其实在使用SSD默认参数的情况下，整个函数体做了两次matching，分别是BIPARTITE matching和PER_PREDICTION matching（这两个matching原本是switch语句块的两种case）。在BIPARTITE matching中，主要做是，以ground truth为出发点，找到与每个ground truth bounding box的jaccard overlap最大的prediction bounding box，并且记录其indices（如果该prediction bounding box已经被matching了，那么就会掉入continue语句，另外寻找一个未被matching的prediction bounding box）。由于是以ground truth bouding box为出发点做的matching，BIPARTITE matching之后可以保证所有的ground truth bouding box都找到了对应的prediction bouding box，但是，却不能保证所有的prediction bouding box都被matching到了。也就是说，可能存在一些prediction bounding box没有被matching到。而PER_PREDICTION matching就是为了handle这些落单的prediciton bounding box而生的。

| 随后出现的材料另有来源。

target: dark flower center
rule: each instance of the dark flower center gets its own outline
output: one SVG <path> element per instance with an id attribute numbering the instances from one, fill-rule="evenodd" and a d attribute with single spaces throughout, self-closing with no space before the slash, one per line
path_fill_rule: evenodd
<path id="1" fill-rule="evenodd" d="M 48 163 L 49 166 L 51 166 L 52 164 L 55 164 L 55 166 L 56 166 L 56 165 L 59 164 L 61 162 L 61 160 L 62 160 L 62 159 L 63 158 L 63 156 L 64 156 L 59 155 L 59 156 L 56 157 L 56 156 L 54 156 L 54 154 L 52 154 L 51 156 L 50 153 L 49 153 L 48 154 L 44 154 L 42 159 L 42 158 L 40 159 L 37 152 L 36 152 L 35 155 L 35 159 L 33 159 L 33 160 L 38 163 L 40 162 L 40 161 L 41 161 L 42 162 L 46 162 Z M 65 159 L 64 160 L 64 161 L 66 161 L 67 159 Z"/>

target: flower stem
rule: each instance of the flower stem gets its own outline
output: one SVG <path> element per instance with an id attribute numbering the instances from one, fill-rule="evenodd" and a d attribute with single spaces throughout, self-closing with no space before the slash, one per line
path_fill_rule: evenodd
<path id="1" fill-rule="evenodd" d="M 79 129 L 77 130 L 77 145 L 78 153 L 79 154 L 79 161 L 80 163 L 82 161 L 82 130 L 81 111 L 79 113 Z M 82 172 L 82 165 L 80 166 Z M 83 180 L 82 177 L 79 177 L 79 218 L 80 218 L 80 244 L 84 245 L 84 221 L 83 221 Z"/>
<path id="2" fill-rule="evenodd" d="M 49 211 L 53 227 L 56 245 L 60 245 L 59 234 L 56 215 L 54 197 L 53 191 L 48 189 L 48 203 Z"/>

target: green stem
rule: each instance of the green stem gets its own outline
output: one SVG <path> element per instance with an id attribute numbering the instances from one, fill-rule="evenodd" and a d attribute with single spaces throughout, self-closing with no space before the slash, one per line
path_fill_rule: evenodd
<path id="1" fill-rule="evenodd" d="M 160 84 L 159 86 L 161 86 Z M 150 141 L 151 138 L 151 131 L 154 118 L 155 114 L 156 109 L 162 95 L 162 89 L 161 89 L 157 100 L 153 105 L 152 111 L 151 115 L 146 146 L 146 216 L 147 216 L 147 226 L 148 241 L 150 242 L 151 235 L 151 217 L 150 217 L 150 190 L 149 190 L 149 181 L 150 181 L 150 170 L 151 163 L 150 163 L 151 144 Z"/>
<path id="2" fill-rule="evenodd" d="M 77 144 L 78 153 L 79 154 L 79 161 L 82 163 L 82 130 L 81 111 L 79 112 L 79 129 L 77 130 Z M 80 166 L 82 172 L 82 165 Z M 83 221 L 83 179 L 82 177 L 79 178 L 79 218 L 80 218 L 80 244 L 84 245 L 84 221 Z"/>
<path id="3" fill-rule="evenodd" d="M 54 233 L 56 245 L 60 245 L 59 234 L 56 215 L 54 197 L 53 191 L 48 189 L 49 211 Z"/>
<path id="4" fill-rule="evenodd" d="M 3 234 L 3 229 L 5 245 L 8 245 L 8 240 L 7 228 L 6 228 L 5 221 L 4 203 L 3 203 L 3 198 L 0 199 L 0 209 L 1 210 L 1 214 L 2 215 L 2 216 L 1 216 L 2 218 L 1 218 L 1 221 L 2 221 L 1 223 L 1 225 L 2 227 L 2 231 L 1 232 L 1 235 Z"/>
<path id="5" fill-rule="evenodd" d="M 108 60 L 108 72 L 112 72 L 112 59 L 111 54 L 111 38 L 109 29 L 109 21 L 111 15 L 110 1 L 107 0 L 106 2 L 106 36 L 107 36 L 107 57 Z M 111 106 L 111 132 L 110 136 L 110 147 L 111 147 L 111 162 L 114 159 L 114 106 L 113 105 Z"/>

PER_PREDICTION matching在BIPARTITE matching之后的switch语句中被执行。PER_PREDICTION matching首先做了一个判断来看第i个prediction box确实落单了。如果没有落单，那么就continue略过这个prediction box。

if ((*match_indices)[i] != -1) {
  // The prediction already has matched ground truth or is ignored.
  continue;
}

在确认第i个prediction box确实落单后，PER_PREDICTION matching便通过下面的语句来找到一个，与该prediction box的jaccard overlap既满足大于overlap_threshold，且jaccard overlap最大的那个ground truth bounding box来和这个落单的prediction box match。如果这样还是不能让这个prediction box“脱单”，那就没办法了，就只能让它“单”着了。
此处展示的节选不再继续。